Measurement reactivity, poor compliance, and other issues also pose significant challenges for the analysis of EMA data. In particular, problems with compliance with the numerous repeated assessments common to many EMA protocols raises concerns about the preponderance of missing data that these methods sometimes produce. Moreover, EMA studies of alcohol use involving event-contingent reports (e.g., when participants are asked to report each drink) could have similar limitations because respondents may withhold information deliberately, so that reports may not be missing at random. Both of these issues have implications for the assumptions of specific statistical models. Even when using compliance maximization procedures to reduce missing data, investigators must understand the nature of missing data when choosing an analytic approach for EMA data and ensure that it exerts minimal impact on both the analyses employed and the conclusions drawn from the study (Sokolovsky et al. 2014). Further details on analytic issues involved in EMA research have been reviewed by Shiffman (2014).

Future Directions for EMA-Based Alcohol Research and Conclusions

Despite their current limitations, EMA methodologies offer considerable promise for studying a variety of questions about how the process of using alcohol and experiencing its consequences unfolds in the real world. In particular, several exciting advances in technology-mediated EMA approaches may further expand the potential of such studies.

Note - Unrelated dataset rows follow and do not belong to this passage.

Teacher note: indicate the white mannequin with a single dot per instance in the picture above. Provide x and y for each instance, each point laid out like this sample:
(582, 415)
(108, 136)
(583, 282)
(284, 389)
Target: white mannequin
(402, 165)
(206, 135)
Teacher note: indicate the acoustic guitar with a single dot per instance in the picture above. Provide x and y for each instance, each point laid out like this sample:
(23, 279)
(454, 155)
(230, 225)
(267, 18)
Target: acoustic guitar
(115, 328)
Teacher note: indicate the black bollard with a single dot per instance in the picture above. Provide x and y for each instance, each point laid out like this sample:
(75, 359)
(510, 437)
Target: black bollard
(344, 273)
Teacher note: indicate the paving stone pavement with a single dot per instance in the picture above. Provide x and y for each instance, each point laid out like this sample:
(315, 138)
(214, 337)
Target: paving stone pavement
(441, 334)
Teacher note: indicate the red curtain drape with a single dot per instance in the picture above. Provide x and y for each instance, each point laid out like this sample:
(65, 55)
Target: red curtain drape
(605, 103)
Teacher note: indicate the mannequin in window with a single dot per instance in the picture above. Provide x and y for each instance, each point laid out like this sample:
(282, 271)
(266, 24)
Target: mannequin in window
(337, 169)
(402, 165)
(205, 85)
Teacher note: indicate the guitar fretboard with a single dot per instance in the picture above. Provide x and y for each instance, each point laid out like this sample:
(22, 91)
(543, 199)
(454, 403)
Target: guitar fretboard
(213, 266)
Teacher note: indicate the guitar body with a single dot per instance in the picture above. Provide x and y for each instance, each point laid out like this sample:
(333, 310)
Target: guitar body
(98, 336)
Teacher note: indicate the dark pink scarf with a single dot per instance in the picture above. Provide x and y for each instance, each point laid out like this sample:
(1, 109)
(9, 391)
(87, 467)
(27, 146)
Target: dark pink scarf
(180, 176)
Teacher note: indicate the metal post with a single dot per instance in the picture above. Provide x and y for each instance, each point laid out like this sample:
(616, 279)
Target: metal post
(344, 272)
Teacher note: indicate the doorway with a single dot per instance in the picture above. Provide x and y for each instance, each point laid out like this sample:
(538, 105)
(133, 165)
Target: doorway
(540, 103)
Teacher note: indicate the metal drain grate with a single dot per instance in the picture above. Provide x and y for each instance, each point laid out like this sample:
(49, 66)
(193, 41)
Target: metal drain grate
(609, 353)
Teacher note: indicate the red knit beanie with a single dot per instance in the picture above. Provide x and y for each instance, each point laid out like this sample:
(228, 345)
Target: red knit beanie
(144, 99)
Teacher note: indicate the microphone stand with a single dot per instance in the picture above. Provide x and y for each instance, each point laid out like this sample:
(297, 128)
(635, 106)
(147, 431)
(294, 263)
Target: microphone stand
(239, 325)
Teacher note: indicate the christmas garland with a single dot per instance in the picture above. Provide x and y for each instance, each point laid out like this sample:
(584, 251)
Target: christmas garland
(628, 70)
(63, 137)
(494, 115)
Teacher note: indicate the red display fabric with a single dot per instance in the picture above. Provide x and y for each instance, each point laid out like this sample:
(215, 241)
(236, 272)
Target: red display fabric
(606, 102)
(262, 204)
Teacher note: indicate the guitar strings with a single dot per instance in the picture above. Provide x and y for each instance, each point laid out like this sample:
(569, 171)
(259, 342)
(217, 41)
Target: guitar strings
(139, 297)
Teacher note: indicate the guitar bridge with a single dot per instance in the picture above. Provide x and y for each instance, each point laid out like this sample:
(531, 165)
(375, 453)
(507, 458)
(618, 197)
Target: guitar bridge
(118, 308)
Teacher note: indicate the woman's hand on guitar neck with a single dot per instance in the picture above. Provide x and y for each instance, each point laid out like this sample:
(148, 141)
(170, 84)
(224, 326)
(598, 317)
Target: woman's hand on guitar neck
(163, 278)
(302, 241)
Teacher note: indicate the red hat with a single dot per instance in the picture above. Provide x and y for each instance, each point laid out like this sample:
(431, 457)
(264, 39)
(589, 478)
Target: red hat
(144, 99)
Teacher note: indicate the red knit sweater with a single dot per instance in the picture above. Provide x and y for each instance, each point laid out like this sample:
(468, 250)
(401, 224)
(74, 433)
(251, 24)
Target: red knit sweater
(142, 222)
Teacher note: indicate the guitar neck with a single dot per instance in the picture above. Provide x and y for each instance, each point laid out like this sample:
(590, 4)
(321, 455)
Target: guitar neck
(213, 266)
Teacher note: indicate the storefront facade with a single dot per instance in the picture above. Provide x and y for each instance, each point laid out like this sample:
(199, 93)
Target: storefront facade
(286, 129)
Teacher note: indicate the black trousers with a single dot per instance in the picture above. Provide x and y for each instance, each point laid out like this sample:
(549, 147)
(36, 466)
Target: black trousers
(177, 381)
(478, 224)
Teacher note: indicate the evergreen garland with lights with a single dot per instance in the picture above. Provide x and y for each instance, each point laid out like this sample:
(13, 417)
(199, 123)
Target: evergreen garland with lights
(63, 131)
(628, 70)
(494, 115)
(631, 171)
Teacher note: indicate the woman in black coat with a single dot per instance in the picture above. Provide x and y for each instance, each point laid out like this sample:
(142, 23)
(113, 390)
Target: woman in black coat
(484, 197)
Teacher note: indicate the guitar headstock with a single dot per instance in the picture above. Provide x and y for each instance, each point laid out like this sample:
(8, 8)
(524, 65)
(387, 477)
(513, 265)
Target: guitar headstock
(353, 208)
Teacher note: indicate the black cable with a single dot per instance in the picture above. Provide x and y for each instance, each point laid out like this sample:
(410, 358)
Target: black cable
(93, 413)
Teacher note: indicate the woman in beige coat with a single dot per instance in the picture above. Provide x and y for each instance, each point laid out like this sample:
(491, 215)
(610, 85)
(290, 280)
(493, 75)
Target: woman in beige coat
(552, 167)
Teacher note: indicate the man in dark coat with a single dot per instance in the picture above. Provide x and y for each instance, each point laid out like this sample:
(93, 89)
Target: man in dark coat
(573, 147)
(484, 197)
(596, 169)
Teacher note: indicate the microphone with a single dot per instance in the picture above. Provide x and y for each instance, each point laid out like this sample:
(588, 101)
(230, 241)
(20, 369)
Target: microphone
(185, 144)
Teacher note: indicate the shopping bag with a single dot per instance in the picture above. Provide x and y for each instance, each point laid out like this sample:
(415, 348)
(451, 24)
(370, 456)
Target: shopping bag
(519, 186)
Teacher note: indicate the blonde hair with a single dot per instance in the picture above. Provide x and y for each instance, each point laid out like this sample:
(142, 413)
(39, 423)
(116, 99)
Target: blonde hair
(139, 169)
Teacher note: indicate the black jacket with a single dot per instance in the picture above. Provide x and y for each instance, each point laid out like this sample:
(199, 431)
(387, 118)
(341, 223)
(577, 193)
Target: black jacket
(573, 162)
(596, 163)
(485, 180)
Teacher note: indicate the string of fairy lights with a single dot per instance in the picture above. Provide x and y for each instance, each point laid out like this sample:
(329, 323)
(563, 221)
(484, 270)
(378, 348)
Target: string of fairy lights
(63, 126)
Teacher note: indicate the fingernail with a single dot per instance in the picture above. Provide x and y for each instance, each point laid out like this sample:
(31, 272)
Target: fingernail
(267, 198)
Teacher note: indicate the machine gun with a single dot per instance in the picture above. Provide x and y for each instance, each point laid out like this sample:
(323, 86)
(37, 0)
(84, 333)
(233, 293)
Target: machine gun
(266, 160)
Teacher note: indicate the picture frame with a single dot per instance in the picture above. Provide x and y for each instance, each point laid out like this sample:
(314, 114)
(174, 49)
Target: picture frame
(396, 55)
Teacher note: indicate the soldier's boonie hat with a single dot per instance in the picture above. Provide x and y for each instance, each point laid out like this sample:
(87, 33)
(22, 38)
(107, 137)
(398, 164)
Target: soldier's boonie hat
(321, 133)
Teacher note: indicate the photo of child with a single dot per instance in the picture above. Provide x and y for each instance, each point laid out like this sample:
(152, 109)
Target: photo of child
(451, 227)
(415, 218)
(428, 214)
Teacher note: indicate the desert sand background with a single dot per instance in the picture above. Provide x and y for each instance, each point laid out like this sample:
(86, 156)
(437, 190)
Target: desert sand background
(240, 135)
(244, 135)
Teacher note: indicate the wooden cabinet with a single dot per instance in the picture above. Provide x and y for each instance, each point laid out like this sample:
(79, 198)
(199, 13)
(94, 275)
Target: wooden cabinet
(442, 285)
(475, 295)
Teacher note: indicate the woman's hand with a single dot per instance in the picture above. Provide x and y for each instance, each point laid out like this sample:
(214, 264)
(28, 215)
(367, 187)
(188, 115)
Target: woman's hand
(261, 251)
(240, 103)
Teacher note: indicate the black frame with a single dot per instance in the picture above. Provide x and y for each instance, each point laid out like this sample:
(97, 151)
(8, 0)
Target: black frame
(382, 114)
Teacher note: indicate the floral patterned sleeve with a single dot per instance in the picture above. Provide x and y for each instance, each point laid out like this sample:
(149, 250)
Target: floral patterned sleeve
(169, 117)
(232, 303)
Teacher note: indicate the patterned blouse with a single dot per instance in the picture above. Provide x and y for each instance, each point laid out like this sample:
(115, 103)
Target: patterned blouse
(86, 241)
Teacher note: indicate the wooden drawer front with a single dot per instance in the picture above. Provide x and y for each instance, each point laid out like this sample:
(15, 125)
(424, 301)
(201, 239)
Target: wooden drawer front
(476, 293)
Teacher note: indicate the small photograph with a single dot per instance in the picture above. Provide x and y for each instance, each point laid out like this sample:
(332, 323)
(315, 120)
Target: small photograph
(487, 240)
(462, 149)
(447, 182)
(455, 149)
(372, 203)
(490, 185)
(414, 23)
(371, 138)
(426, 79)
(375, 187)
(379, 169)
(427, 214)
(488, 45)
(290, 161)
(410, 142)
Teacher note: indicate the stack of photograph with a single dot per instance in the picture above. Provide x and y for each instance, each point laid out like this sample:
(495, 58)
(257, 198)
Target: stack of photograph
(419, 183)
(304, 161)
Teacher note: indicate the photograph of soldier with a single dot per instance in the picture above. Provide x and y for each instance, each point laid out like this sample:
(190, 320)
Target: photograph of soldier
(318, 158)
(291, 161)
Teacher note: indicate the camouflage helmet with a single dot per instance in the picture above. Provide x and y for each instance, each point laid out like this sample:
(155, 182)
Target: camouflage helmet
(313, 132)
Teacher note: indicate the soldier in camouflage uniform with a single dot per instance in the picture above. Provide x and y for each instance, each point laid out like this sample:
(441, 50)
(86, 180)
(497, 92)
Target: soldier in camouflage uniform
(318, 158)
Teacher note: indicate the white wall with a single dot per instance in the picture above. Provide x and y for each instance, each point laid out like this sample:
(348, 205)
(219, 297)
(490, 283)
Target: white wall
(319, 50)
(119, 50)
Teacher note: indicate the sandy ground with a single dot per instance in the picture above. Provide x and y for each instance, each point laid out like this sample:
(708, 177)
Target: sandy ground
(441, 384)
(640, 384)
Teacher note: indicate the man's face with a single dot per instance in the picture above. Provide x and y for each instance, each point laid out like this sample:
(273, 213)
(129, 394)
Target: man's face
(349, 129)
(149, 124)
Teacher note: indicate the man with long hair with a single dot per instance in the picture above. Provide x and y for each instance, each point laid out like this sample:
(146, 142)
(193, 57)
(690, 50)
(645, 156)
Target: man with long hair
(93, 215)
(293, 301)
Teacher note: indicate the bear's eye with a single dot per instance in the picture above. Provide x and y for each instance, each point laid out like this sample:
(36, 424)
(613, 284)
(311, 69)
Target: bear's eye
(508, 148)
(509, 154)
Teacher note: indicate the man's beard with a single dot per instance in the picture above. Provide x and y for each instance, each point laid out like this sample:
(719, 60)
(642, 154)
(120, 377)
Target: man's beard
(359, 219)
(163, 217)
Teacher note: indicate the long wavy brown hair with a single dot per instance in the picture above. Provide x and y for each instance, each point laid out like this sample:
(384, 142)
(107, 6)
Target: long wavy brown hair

One of these is the use of mobile devices for delivering and collecting data on reaction-time–based behavioral tasks relevant to alcohol. This concept already has been employed in smoking studies (Shiffman et al. 1995; Waters and Li 2008). Incorporating behavioral tasks into EMA protocols designed to understand alcohol use and its consequences would allow exciting new views into momentary changes in constructs measured by reaction time (e.g., executive/inhibitory control, implicit processes) that occur as a result of “natural” phenomena.

There are also considerable opportunities for integrating physiological measures into existing EMA protocols. “Ambulatory monitoring” and other methods of real-time physiological data present exciting opportunities to expand the utility of EMA methods, particularly in reducing the number of self-reports and thus participant burden (Kumar et al. 2013). A more extensive review of biochemical monitoring is presented in the article by Greenfield and colleagues in this journal issue.

Finally, EMA methods may potentially inform the development of interventions that can be delivered at the times and in the contexts they are most needed (i.e., context-sensitive and “just-in-time” interventions). These interventions, which use the familiar modality of smartphones, represent an exciting new avenue for helping individuals reduce hazardous drinking and its related consequences (Kumar et al. 2013; Lathia et al. 2013). Such interventions are reviewed more extensively in the article by Beckjord and Shiffman in this issue.

Overall, technology-mediated EMA methods have allowed a number of important advances in the field of alcohol research. For example, they have offered researchers the opportunity to refine models of alcohol use to achieve a more ecologically valid view of this process as it unfolds in the natural world. Rapid advances in technology, when integrated with EMA methods, also are gradually enabling researchers to bring their questions out of the laboratory and into the real world. Indeed, the advancement of technology will soon enable alcohol researchers to test many key hypotheses with optimal ecological validity.